Я много раз видел, как Масленников разговаривает с учениками, учителями, родителями, избирателями, начальством, с родственниками и друзьями, и всякий раз меня самого охватывала гордость за то, как можно прямо, просто и с достоинством, достоинством приветливым и каким-то щедрым, держаться перед людьми. У меня даже сложилось к Масленникову такое отношение, словно для него все доступно, все возможно и все сподручно.
Был один забавный случай. Ранним летним утром я пошел на озеро. Какая-то одинокая фигура маячила вдали на воде. Когда входишь в воду по горло, то озерная гладь воспринимается очень крупно и обобщенно. Я люблю разглядывать эту озерную гладь, когда над водой остается одна голова и ты ее разворачиваешь в разные стороны, словно какой-то механизм с окуляром. Я посмотрел на фигуру рыбака и удивился, человек с длинной удочкой сидел прямо на воде. Он сидел, скрестив ноги, и на раннем прямом солнце ослепительно блестели его круглые очки. Что-то фантастическое было в этой прямо на воде сидящей фигуре. Но тут же я разглядел, что сидит Владимир Андреевич, и по какой-то странной причине удивление мое исчезло. Исчезло – и все. Только позже я понял, что Масленников сидел в низкой долбленой лодке – камейке, которую на сверкающей глади озера трудно было разглядеть над водой.
Сейчас в Пскове построена новая школа, особой планировки и вообще оригинальная по оснащению. И эту школу отдали Владимиру Андреевичу. Всю последнюю треть учебного года Масленников работал в двух школах – в новой и старой.
А недавно я встретился с ним в Глубоком. Усталый Владимир Андреевич лежал на кровати и смотрел телевизор. Я решил, что он просто приехал навестить мать, дочь да и внучку, но оказалось не совсем так. Он заехал домой вроде как попутно. Этот неспокойный, ушедший в отпуск человек, оказывается, ездит по районам с лекциями. За две с небольшим недели в Дедовическом и Опочецком районах он провел двадцать пять лекций на самые разные темы, в том числе и на международные.
Теперь, когда ты станешь ветром, ты будешь часто прилетать к этому деревянному дому с сомкнутыми крышами сараев и поветей. Двор такой в деревянной народной архитектуре носит название «мокрого». Он закрыт не полностью, и дождь стекает по скатам внутрь двора. Ты собери сюда дожди, веселые и легкие, которые играли бы по крыше, как по звучному барабану, и названивали бы по стеклам окон, как нежные цветочные колокольчики, которые рассказывают сказки для самых маленьких и самых наивных детей.

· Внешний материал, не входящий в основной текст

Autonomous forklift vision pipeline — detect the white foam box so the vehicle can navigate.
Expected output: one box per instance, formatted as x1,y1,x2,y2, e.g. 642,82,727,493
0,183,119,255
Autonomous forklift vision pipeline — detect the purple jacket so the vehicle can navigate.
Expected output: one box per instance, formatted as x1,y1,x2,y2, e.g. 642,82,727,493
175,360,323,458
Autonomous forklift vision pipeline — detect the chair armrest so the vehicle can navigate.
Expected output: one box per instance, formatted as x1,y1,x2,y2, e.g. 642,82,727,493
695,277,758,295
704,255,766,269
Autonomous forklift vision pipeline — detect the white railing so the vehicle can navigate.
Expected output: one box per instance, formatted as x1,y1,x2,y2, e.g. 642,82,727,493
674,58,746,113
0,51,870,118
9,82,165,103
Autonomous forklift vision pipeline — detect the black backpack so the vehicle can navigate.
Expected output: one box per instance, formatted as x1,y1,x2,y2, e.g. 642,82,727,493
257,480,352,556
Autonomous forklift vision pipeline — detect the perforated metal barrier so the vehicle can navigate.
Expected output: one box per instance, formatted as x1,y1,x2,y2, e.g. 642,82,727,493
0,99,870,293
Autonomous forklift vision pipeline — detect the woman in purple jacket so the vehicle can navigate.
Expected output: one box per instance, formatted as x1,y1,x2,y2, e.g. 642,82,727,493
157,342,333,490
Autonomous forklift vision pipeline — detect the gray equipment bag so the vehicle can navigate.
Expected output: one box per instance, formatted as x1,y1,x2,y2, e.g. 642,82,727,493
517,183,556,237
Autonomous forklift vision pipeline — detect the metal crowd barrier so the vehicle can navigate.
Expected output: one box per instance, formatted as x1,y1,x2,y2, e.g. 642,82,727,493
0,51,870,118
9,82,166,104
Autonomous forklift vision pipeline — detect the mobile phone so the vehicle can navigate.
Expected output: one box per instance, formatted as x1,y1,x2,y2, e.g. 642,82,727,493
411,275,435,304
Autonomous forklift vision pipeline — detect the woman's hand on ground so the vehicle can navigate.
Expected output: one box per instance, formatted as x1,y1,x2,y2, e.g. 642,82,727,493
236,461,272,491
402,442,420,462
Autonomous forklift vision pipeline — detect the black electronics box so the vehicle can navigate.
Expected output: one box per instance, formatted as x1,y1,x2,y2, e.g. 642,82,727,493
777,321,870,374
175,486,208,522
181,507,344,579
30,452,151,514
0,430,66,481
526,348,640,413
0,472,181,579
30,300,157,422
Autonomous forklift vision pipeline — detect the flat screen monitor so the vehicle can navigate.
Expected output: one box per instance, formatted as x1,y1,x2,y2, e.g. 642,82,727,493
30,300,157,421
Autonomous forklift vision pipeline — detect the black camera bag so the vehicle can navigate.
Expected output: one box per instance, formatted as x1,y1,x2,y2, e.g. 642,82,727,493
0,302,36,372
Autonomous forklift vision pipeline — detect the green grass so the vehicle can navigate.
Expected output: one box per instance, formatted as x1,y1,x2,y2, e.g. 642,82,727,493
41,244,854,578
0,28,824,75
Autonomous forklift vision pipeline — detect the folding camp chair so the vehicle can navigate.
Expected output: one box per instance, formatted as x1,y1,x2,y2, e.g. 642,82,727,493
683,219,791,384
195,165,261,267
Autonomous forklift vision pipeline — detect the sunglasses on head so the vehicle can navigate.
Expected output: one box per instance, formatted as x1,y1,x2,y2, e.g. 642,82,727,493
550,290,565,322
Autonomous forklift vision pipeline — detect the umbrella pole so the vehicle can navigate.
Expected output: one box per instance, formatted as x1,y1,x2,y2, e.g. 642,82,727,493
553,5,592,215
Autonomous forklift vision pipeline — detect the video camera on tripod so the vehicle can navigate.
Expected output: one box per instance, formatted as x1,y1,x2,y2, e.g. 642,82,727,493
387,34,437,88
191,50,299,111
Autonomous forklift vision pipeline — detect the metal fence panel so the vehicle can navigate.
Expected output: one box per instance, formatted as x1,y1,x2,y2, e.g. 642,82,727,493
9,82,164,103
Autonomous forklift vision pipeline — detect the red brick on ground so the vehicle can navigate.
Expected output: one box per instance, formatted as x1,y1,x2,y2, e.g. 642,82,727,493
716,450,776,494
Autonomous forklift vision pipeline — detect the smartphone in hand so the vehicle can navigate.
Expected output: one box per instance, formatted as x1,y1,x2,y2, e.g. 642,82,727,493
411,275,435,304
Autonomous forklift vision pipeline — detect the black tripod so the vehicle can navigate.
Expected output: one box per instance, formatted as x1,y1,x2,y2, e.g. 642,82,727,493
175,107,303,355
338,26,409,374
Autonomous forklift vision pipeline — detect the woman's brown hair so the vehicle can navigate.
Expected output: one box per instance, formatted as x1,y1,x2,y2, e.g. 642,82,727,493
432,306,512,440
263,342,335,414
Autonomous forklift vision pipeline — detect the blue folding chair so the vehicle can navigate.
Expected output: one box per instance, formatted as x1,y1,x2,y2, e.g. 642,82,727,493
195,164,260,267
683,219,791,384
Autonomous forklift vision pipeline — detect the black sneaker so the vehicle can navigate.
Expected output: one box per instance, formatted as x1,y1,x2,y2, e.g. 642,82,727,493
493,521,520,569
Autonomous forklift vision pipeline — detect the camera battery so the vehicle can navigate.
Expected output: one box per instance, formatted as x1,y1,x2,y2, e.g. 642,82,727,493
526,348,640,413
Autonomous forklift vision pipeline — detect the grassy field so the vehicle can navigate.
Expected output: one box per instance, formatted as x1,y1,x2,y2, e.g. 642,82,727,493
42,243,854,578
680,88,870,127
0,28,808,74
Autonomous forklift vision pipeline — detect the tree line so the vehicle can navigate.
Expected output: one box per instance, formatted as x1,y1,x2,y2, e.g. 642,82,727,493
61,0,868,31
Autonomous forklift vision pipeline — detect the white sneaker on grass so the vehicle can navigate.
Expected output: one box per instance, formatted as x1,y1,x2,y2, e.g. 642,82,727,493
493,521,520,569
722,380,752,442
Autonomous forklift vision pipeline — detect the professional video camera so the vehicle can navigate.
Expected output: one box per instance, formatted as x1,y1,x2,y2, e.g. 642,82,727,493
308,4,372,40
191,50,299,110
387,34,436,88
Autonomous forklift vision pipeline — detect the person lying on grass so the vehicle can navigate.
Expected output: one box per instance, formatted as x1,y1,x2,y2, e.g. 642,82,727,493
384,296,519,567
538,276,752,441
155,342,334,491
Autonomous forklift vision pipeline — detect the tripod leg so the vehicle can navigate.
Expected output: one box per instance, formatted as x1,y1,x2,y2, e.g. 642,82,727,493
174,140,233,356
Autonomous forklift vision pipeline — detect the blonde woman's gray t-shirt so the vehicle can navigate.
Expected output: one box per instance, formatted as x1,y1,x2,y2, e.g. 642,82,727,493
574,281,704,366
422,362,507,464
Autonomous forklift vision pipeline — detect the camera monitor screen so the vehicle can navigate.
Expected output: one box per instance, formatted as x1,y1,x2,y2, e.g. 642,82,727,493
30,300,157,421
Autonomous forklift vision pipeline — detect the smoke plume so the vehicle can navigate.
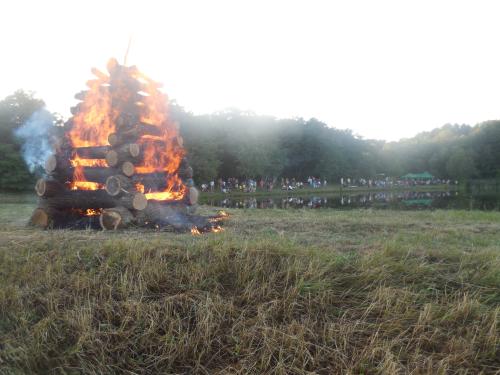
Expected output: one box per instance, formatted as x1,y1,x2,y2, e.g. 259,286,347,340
14,108,55,173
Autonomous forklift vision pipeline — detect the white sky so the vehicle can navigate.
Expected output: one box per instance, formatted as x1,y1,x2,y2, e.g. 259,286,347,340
0,0,500,140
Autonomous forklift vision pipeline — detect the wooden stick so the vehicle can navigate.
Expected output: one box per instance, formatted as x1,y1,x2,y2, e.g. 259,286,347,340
99,207,134,230
35,178,66,198
74,146,111,159
106,143,141,167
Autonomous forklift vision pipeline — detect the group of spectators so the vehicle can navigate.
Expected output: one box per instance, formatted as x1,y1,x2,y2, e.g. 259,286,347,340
201,177,262,193
340,177,458,188
201,176,458,193
201,177,327,193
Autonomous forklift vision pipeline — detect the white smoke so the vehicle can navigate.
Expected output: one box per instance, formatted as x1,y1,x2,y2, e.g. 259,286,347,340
14,108,55,173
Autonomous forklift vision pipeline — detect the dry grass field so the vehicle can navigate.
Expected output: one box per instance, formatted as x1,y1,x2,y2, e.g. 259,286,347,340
0,200,500,374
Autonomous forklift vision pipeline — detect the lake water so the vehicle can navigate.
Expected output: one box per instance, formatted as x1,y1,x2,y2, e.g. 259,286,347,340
200,191,500,211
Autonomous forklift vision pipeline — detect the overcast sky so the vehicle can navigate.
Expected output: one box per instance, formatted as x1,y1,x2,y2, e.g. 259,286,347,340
0,0,500,140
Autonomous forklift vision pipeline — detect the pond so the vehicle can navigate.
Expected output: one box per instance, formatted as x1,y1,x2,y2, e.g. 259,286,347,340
200,191,500,211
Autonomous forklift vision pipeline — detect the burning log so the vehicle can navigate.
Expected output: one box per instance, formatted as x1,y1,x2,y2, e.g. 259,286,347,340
188,186,200,206
29,207,72,229
99,207,134,230
30,59,210,231
35,178,66,198
40,189,148,211
46,167,119,184
74,146,110,159
45,155,71,174
108,123,163,146
104,175,136,197
106,143,141,167
105,172,182,195
40,189,116,210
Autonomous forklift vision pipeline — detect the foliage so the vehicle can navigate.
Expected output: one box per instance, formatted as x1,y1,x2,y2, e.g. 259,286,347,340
0,91,500,190
173,105,500,182
0,90,44,191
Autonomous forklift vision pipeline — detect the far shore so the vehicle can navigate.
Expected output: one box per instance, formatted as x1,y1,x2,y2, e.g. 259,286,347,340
200,184,460,198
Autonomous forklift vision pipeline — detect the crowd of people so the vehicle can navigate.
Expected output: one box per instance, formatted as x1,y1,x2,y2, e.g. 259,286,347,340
340,177,458,188
197,176,458,193
201,177,327,193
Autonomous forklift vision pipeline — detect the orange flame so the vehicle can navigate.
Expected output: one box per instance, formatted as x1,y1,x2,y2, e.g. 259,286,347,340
67,59,187,201
85,208,102,216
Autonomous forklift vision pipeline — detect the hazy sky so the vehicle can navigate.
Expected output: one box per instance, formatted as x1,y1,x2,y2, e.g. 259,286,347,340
0,0,500,140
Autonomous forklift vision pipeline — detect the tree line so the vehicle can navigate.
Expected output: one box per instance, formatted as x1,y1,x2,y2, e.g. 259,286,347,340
0,91,500,191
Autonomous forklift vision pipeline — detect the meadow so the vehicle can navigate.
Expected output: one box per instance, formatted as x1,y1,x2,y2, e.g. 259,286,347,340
0,199,500,374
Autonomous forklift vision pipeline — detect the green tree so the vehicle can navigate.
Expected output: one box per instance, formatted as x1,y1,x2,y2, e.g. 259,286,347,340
446,148,477,181
0,90,44,191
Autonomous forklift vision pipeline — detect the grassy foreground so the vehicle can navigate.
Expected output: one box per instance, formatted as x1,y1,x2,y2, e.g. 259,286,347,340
0,203,500,374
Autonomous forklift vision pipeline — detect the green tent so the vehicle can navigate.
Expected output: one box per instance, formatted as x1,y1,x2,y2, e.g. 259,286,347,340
401,172,434,180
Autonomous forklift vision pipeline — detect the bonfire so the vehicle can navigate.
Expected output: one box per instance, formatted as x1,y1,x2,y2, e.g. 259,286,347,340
30,59,226,233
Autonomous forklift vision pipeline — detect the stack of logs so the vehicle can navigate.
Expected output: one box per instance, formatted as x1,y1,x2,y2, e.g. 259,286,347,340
30,59,198,229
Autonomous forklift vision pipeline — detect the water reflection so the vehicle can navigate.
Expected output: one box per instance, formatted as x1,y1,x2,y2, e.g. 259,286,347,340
202,191,500,210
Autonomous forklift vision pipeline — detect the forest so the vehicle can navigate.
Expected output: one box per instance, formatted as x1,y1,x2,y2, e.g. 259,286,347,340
0,90,500,191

И маленькая Лена, эта с ласковым шелковистым личиком девочка, раскинув маленькие приветливые руки, пусть задержит свой голубенький взгляд и прислушивается, долго прислушивается к тому, что ей расскажет ветер. Тот самый ветер, что, может быть, рассказывал здесь сказки ее матери лет двадцать назад.

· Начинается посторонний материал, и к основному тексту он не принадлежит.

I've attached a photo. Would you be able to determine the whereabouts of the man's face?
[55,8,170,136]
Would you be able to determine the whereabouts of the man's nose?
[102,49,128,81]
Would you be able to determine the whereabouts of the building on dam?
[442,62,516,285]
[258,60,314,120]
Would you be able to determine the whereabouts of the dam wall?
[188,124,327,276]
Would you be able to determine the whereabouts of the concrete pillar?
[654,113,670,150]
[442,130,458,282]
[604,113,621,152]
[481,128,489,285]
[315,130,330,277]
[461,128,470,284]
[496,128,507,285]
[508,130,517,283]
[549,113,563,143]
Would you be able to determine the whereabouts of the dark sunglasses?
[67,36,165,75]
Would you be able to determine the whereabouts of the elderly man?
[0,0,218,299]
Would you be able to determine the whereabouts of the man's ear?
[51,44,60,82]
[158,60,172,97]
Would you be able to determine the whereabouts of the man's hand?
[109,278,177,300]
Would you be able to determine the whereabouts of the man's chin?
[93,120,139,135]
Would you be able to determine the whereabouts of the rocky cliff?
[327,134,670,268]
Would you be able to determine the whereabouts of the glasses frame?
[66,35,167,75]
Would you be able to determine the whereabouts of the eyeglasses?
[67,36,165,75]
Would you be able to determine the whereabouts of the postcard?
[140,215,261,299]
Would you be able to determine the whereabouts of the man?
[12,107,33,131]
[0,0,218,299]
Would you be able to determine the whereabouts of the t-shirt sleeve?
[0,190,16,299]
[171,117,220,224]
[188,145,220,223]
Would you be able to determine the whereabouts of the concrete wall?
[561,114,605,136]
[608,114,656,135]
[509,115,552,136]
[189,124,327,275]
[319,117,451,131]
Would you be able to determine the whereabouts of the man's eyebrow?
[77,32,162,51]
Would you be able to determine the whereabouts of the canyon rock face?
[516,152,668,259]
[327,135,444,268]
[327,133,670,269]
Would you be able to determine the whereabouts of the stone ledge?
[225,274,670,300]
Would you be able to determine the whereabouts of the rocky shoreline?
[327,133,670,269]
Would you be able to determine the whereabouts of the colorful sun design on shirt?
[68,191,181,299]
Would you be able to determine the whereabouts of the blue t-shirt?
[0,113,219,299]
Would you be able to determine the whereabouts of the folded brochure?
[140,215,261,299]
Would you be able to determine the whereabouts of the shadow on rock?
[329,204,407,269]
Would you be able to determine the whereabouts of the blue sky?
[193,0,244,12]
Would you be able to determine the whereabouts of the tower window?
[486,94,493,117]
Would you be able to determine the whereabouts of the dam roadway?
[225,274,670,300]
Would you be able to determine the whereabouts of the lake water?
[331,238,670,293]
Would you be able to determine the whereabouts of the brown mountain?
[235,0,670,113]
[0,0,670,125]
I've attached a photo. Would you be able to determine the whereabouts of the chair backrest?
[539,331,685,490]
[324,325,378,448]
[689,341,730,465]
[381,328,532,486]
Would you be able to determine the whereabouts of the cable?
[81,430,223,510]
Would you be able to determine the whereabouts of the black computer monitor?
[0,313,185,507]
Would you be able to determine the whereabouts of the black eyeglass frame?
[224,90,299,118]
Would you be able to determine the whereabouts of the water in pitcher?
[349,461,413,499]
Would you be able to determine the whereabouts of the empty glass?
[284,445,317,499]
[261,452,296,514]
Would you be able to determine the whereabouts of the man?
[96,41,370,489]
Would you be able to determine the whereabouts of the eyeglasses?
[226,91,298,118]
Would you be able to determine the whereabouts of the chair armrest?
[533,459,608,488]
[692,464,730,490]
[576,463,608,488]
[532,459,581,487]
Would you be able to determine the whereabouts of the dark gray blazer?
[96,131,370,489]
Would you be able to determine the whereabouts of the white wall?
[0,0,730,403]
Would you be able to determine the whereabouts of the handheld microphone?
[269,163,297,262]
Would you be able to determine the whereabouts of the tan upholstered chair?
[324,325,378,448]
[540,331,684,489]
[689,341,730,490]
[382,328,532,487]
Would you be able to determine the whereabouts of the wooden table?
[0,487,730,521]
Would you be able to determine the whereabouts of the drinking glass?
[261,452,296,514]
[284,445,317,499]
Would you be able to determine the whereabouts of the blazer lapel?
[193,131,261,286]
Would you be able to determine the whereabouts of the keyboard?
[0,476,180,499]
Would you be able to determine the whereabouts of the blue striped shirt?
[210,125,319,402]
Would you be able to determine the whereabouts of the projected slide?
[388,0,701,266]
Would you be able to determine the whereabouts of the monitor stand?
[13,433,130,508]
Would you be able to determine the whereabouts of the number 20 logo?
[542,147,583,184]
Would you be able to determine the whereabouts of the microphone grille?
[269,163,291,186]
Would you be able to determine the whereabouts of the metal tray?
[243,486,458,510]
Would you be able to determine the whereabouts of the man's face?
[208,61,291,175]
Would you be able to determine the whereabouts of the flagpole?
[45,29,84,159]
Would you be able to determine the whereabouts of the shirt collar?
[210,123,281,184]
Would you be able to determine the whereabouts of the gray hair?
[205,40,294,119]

А мать Люся, теперь Людмила Владимировна, здесь выросла и здесь окончила школу. После школы она окончила Псковский педагогический институт и вернулась в Глубокое преподавать биологию. В те классы, где несколько лет назад на уроке умерла ее мать Антонина Петровна – от гипертонического удара. После этого отец и уехал в Псков. Теперь Люся живет в родительском доме и сама стала хозяйкой. Новые хозяева – новые приметы. Старого крыльца больше нет. Со вчерашнего дня Люся и ее муж Николай, совхозный шофер, заливали бетоном новое крыльцо. И оба, спокойные, крупные, уверенные в движениях, месили раствор и лопатой разливали его по опалубке. Крыльцо будет широкое, гостеприимное, каким и был все эти годы родительский дом, куда любой мог прийти за советом, за книжкой или просто посмотреть телевизор. Вечером, когда новое крыльцо уже было готово, Люся и Николай уходили под сумерки в поле, косить траву, и Николай шел с косой на плече.